OPTICAL PROPERTIES OF BIOLOGICAL MACROMOLECULES

生物大分子的光学性质

• 批准号: 3271447
• 负责人: ROBERT W WOODY
• 金额: $ 18.84万
• 依托单位: COLORADO STATE UNIVERSITY
• 依托单位国家: 美国
• 财政年份: 1976
• 资助国家: 美国
• 起止时间: 1976-12-01 至 1994-11-30
• 项目状态: 已结题
• 来源: https://reporter.nih.gov/project-details/3271447
• 关键词: chemical group; chemical structure function; chromophore; circular dichroism; conformation; electronic spectra; heme; hemoprotein; infrared spectrometry; macromolecule; mathematical model; mathematics; molecular dynamics; molecular energy level; nuclear magnetic resonance spectroscopy; nucleic acid structure; photosynthetic bacteria; physical model; protein structure function; site directed mutagenesis

The objective of this project is to extend the applications of optical spectroscopy, especially circular dichroism (CD), in the study of macromolecular structure and function. The general approach is to combine experimental and theoretical methods wherever practical, and to study both model systems and systems of direct biological interest. During the next five years three major areas will be studied: (1) the intrinsic CD of proteins, with studies of both backbone and sidechain contributions; (2) extrinsic CD contributions of chromophoric prosthetic groups and coenzymes; (3) the CD of nucleic acids. The current model for calculating polypeptide CD will be refined. The improved model will be applied to beta-turns and betasheets, and unordered peptides. Interactions among alpha helices and between alpha helices and beta-sheets in supersecondary structures will be considered. The extent to which end effects influence the magnitude of the alpha-helix CD spectrum will be assessed experimentally by studies of short peptides designed to have enhanced alpha-helical stability.
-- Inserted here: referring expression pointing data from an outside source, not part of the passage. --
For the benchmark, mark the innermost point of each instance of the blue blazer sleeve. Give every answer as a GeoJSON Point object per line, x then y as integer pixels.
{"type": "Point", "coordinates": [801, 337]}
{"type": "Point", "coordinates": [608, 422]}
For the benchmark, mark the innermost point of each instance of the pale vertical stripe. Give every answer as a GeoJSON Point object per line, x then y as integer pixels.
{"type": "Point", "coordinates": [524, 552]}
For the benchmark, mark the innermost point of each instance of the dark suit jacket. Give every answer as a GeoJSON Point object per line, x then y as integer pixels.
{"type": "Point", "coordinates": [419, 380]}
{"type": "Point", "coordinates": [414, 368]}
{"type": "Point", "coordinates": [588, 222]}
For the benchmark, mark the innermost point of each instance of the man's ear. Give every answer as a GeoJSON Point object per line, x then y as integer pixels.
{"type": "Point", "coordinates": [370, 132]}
A general program to calculate side-chain CD contributions in proteins will be developed, including the three aromatic side chains, histidine and disulfides. This program will be applied to a series of proteins which are known to have anomalous far ultraviolet CD. Calculations will also be performed for bovine pancreatic trypsin inhibitor, in which a series of site-directed mutations have replaced aromatic groups or disulfides. The effects of protein dynamics on sidechain and backbone CD will be investigated by combining CD calculations with MD simulations on small proteins. A cluster of four tyrosyl residues in tropomyosin will also be modeled by MD and the side-chain CD contributions will be calculated. The role of deviations from planarity in the heme of various heme proteins in determining the CD will be explored. The effects of site-directed mutations in the reaction center of a photosynthetic bacterium will be studied both experimentally and theoretically. Crystal field effects on the charge distribution and electronic spectra of the bases will be calculated. The calculations will then be extended to nucleosides, nucleotides and oligonucleotides. The methods developed for the crystals will be applied to calculations on oligonucleotides in solution, including both absorption and CD.

该项目的目标是扩展光学的应用 光谱学，特别是圆二色性（CD），在研究中 大分子结构和功能。一般的做法是结合 可行的实验和理论方法，并研究两者 模型系统和具有直接生物学意义的系统。在接下来的时间里 五年内将研究三个主要领域：（1）内在CD 蛋白质，研究主链和侧链的贡献； (2) 发色辅基和辅酶的外在 CD 贡献； (3)核酸CD。目前计算多肽的模型 CD将被细化。改进后的模型将应用于 beta 回合和 β折叠和无序肽。 α螺旋和 超二级结构中的 α 螺旋和 β 折叠之间将是 经过考虑的。最终效应影响规模的程度 α-螺旋 CD 谱将通过短的研究进行实验评估 旨在增强α螺旋稳定性的肽。将军 计算蛋白质中侧链 CD 贡献的程序将是 开发的，包括三个芳香族侧链、组氨酸和 二硫化物。该程序将应用于一系列蛋白质 已知具有异常远紫外线CD。计算也将 对牛胰腺胰蛋白酶抑制剂进行了一系列的研究 定点突变取代了芳香族基团或二硫化物。这 蛋白质动力学对侧链和主链 CD 的影响将是 通过将 CD 计算与 MD 模拟相结合进行研究 蛋白质。原肌球蛋白中的四个酪氨酰残基簇也将被 通过 MD 建模，计算侧链 CD 贡献。这 各种血红素蛋白的血红素平面性偏差的作用 将探讨确定CD。定点突变的影响 在光合细菌的反应中心将研究两者 实验和理论上。晶体场对电荷的影响 将计算碱基的分布和电子光谱。这 然后计算将扩展到核苷、核苷酸和 寡核苷酸。为晶体开发的方法将被应用 计算溶液中的寡核苷酸，包括吸收 和CD。